The death of John Singleton marks a tragic time in Hollywood. Singleton’s career as a filmmaker was historic due to his depiction of the African-American experience. Singleton’s films are iconic because of the beautifully crafted lessons taught in each film.

His ability to capture the black experience and artistically critique it allows him to provide life-altering messaging while properly representing black America. Singleton was able to shed light on issues that still affect black America today.

Opinion: John Singleton’s lasting legacy in African-American cinema

Johnson is a communication studies sophomore and guest columnist for The Shorthorn.

For over 20 years, Singleton has been a storyteller for black America. With his death, we must honor his legacy as a pioneer of modern black cinema.

In his 1991 debut film Boyz n the Hood, Singleton brought to light a common issue in the African-American community: the lack of a father in the home.

African-American children have the highest rate of living in a one parent household, nearly five times more than white children. Children in fatherless home are more likely to experience poverty, neglect and behavioral issues, which increases the chances of criminal activity, substance abuse and incarceration.

Boyz n the Hood taught African-American men to be present parents and mature adults. Singleton later continued this theme of fatherless men in his 2001 film of Baby Boy. The coming of age drama continued the narrative of the importance for young black men to take on the responsibility of manhood and strive to change the status quo.

Singleton’s teaching didn’t stop with just lessons on manhood. In his 1993 film Poetic Justice, Singleton provided tools to keep hope when odds are stacked against you. He did this by showing how creativity and the pursuit of artistic vision can be ways to escape from a bleak reality.

Pain can be a catalyst for success on the artistic plane. Singleton himself drew inspiration from his childhood growing up in south central Los Angeles to make feature films as a way of expression.

Just like the characters of the film, many African-Americans create poetry to help handle the emotional trauma of reality. Famous modern poets like Kendrick Lamar, Schoolboy Q and the late, great Nipsey Hussle used the very tools Singleton stressed to make the most of their situations and help the black community.

For me, one of Singleton’s most impactful movies is his 1995 film Higher Learning. It stresses the importance of education while tackling race, gender and economic divides on a college campus.

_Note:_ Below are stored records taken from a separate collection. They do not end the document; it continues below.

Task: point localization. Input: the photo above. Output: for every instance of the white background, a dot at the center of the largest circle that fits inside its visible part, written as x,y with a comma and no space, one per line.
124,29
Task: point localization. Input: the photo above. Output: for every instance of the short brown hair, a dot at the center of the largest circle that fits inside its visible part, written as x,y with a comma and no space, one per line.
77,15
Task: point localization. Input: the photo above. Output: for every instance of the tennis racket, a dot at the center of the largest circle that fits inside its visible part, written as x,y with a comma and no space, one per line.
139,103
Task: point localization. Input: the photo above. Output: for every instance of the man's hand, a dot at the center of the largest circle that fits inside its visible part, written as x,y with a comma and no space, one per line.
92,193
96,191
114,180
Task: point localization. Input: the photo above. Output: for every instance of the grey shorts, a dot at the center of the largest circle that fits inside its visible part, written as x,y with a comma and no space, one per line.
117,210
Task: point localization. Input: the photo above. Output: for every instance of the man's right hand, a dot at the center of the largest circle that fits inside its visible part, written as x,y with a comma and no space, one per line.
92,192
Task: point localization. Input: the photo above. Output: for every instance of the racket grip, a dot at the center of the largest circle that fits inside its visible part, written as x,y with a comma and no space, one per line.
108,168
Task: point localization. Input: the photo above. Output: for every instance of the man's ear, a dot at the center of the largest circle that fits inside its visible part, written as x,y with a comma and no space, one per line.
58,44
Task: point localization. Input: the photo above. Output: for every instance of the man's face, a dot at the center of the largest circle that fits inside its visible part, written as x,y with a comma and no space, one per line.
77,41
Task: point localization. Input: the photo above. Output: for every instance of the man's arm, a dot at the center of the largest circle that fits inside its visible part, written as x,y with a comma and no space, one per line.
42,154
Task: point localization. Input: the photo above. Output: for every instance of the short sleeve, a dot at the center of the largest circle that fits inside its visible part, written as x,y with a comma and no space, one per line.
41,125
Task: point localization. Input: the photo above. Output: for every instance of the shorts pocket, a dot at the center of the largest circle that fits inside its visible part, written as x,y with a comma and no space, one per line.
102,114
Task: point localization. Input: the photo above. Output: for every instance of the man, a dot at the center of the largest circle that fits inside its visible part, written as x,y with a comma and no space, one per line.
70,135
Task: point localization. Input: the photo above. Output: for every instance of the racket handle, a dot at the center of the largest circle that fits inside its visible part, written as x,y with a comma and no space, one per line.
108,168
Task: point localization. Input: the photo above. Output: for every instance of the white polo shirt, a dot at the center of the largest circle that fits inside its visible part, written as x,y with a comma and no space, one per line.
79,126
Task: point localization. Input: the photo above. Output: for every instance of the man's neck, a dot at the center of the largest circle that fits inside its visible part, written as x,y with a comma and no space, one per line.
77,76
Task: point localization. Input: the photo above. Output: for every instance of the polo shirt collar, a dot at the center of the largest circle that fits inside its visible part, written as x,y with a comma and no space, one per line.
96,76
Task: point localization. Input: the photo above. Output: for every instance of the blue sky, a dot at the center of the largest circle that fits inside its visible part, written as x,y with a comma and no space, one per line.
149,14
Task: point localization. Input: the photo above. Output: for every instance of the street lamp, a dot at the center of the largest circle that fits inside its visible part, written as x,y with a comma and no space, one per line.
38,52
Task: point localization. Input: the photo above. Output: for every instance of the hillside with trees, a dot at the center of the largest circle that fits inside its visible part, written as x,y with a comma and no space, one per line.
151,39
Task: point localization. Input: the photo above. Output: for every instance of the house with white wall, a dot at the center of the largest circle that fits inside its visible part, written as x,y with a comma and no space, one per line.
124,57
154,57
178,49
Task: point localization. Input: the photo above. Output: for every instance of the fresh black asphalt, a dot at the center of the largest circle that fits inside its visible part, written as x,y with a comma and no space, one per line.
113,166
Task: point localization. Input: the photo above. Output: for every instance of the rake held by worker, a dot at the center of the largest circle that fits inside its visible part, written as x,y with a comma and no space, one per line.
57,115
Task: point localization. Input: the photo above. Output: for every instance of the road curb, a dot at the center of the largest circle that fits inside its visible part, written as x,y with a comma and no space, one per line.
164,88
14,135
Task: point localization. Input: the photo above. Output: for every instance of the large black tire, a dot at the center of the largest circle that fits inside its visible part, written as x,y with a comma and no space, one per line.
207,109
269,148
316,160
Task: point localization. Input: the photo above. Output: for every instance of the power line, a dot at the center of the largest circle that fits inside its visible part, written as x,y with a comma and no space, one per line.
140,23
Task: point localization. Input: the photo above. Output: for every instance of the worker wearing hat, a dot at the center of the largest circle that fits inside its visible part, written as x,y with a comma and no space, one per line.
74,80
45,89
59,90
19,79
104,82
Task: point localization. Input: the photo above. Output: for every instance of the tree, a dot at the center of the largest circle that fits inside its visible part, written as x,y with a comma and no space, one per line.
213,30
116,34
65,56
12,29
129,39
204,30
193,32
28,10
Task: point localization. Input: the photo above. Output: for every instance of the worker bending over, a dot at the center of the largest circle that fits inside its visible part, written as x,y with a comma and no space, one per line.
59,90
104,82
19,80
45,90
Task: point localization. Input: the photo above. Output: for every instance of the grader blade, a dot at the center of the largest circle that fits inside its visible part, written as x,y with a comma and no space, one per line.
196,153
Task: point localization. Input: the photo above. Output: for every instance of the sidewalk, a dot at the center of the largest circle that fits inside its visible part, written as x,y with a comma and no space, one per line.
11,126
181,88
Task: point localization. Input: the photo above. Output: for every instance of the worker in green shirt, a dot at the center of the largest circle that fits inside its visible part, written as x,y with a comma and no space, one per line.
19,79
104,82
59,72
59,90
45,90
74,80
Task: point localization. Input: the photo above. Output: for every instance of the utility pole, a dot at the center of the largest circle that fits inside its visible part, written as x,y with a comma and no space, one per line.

Singleton inspired me to continue my goal of achieving a college degree, while helping me to better understand the inequality of America. Only 17% of African-American males over the age of 25 have a bachelor’s degree or higher. The importance of education needs to be stressed in the black community. We’re in a time just like the one depicted by Singleton; a time of hate, injustice and economic inequality.

For the African-American community to continue to grow, we must tackle these issues so we can empower ourselves in the future.

John Singleton was not only a forefather of black cinema but also a visionary and teacher of the black experience. Through his vision, Singleton was able to change countless lives in the black community.